Why not always use %{DATA} as the semantic in the initial grok match?

From the grok page, the suggested matching for log entries might look like this.

%{IP:client} %{WORD:method} %{URIPATHPARAM:request} %{NUMBER:bytes} %{NUMBER:duration}

In other words, the suggestion is to use syntax matches as often as possible.

However, what if I also have a field called true-client-ip that may contain garbage or may contain a real ip.
I don't want my grok parse to fail if the value in the true-client-ip field does not look like an ip.

So, I'm tempted to use %{DATA} for almost all my fields, and then to add extra decoration if I can grok the field using the hoped-for syntax.
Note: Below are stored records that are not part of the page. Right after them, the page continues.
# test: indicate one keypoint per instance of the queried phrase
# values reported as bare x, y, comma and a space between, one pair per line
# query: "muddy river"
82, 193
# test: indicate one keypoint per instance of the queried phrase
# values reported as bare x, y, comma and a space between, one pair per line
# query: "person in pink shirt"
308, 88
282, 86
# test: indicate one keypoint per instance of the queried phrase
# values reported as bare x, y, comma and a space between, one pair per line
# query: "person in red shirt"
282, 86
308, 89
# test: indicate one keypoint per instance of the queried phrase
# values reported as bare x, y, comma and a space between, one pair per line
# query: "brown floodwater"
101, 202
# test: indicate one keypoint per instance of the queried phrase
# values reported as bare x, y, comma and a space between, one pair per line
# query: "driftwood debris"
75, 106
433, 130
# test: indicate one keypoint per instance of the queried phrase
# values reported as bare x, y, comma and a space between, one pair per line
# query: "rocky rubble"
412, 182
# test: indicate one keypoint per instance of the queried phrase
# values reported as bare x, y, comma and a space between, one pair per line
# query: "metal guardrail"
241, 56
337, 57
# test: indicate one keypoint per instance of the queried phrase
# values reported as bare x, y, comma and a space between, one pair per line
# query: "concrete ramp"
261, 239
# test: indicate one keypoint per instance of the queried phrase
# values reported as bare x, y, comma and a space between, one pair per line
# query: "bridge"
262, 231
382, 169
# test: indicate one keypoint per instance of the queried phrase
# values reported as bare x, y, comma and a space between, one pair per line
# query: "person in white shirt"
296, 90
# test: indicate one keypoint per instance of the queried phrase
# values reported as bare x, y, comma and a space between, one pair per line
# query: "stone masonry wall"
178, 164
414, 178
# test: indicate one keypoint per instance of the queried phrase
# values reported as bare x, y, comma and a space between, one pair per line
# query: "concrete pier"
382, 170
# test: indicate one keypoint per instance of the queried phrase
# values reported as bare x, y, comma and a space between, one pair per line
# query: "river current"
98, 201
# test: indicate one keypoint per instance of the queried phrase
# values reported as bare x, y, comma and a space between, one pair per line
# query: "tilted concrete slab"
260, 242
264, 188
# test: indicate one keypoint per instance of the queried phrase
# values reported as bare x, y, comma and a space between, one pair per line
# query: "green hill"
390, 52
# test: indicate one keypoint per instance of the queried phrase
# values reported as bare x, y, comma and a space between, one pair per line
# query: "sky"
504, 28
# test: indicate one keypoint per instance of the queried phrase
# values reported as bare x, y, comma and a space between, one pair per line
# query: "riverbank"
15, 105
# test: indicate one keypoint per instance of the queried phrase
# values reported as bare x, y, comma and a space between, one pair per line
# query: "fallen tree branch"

For example, I am proposing that I have an initial grok that use %{DATA} to avoid grok parse failures, and then a second grok filter that tries to match the value of the true-client-ip field and on a successful match would add a new field like valid-true-client ip.

filter {
grok {
match => { "true-client-ip" => "%{IP:valid-true-client-ip" }
}
}

Your proposed solution will work given the data content. There's definitely no reason not to use it!

So, I'm tempted to use %{DATA} for almost all my fields, and then to add extra decoration if I can grok the field using the hoped-for syntax.

The DATA pattern matches any character so you might get surprised by the results. I've seen a number of cases where people have used more than one DATA or GREEDYDATA pattern in the same expression and for some types of inputs get really weird results since either pattern matches too much.

In this particular case I'd use NOTSPACE instead of DATA , at least if the garbage IP address doesn't contain spaces. That'll also perform better than having a DATA pattern that the regexp process might need to backtrack from.

1 Like

Ohh, nice! I'll use NOTSPACE instead of DATA and gain both performance and better discrimination. Thanks.